The distribution of chemical compounds in high-dimensional molecular descriptor space can be viewed in two dimensions by applying the projection method of this invention. This method has particular usefulness for viewing the relationships of a large number of compounds such as found in a large scale HTS or virtual combinatorial library. After selecting a representative subset of the larger data set of compounds, initially components from the high-dimensional descriptor space are determined by PCA. In order to relax an NLM projection using the PCA components as a start, the stress function is modified to reflect a local horizon beyound which the separation of the compounds is not meaningfully measureable.
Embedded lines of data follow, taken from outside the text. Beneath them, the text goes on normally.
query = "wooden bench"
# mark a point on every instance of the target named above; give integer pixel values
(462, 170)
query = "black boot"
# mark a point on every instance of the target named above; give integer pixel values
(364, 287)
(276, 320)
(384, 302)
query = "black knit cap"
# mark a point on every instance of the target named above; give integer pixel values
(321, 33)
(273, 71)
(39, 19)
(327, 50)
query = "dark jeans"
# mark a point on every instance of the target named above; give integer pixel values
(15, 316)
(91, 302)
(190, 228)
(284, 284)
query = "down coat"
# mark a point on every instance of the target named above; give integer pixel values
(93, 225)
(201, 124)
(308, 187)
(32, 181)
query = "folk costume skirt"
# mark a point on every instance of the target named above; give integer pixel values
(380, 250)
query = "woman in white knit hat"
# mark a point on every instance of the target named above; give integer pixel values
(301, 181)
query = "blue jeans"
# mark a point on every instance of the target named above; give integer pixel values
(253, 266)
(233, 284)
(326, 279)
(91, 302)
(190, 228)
The resulting two dimensional projections provide a clear insight into the distribution of the chemical compounds in the higher dimensional space. The method is clearly generalizable to viewing descriptor space in three dimensions and to using high dimensional descriptors other than those used to describe molecular structure.
通过应用本发明的投影方法,可在二维空间中查看化合物在高维分子描述空间中的分布情况。这种方法特别适用于查看大量化合物之间的关系,例如在大规模 H
TS 或虚拟组合库中发现的化合物。从更大的化合物数据集中选择一个有代表性的子集后,通过 PCA 确定高维描述符空间的初始成分。为了以 PCA 分量为起点放宽 NLM 投影,对应力函数进行了修改,以反映局部
水平线,在此
水平线之外,化合物的分离度无法进行有意义的测量。由此得到的二维投影可以让我们清楚地了解化合物在高维空间中的分布情况。该方法显然可以推广到查看三维描述符空间以及使用高维描述符(用于描述分子结构的描述符除外)。